Trew, who plays out of West Hill in Surrey, represented his country in both this year’s European Team Championship and Home Internationals. Earlier this season he also finished third behind Italy’s Giovanni Manzoni in the Swiss International Amateur.
Haukur Örn Birgisson has been named as the 36th president of the European Golf Association.
The president of the Icelandic Golf Union replaces Frenchman and former R&A captain Pierre Bechmann, who has led the association for the past two years. Birgisson previously served on the EGA’s championship and executive committees.
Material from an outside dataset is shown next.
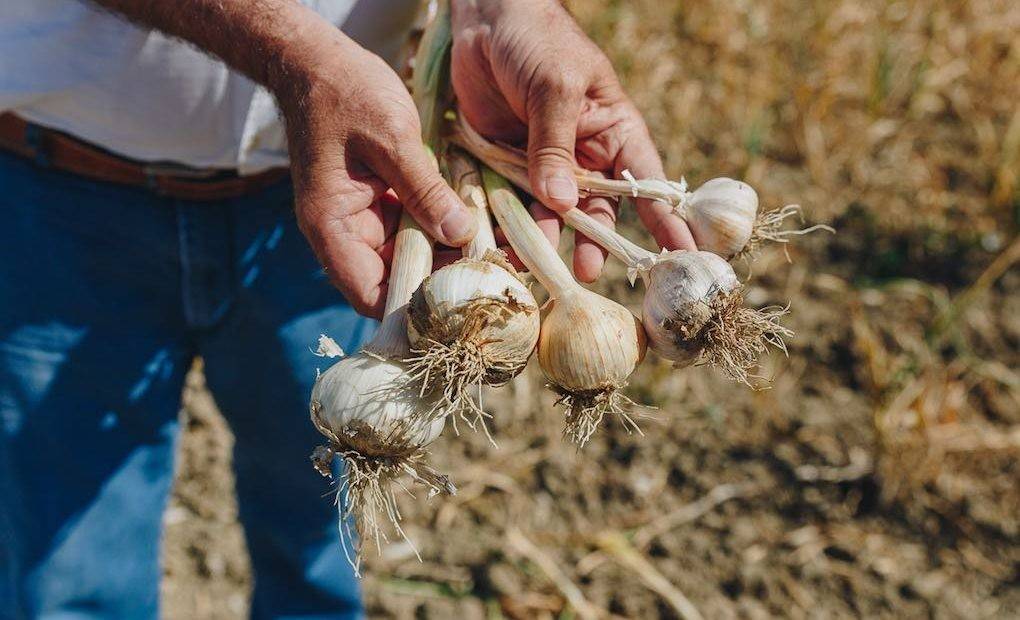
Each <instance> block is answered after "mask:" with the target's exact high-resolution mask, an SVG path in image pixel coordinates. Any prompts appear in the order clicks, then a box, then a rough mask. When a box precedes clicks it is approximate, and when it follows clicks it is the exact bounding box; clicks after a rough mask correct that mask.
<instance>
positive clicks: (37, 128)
mask: <svg viewBox="0 0 1020 620" xmlns="http://www.w3.org/2000/svg"><path fill="white" fill-rule="evenodd" d="M24 142H25V143H27V144H28V145H29V148H30V149H32V156H33V159H34V160H35V161H36V164H37V165H40V166H43V167H46V168H48V167H50V163H51V162H50V151H49V149H48V148H47V140H46V134H45V130H43V127H41V126H39V125H38V124H35V123H32V122H28V123H25V125H24Z"/></svg>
He was installed as president at the organisation’s recent AGM at Chantilly, France, at the same time as England’s Jan Hubrecht was named as the president-elect.
“I am happy and very honoured, because I am privileged to have been chosen, by you, to lead the European Golf Association for the next two years,” Birgisson said at the meeting. “I will do my best to make you proud to be part of the EGA.”
Alan Mew will have big shoes to fill after taking over as captain of the England senior men’s team.
The 66-year-old Mew, from Hampshire, succeeds Cheshire’s Roy Smethurst, who retired recently after a successful five-year tenure which included victories in this year’s European Senior Men’s Team Championship and Senior Men’s Home Internationals.
Mew, who claimed this year’s Irish Open Seniors title and who briefly played on what was then the European Senior Tour before being reinstated as an amateur, was a member of the teams that won in both Denmark and at Alnmouth.
“I understand there were a few candidates to replace Roy so, naturally, I’m delighted to have been given the role,” he said. “I’ve had individual success as a golfer down the years, but it is in team events where I feel I have excelled and experienced the biggest highs from an emotional point of view.
“The 2019 England squad was without doubt the best group I have been involved with and it was a privilege to have been part of that success. The team spirit was second to none. That is essential in any team event and it’s something I will be looking to build on in 2020.”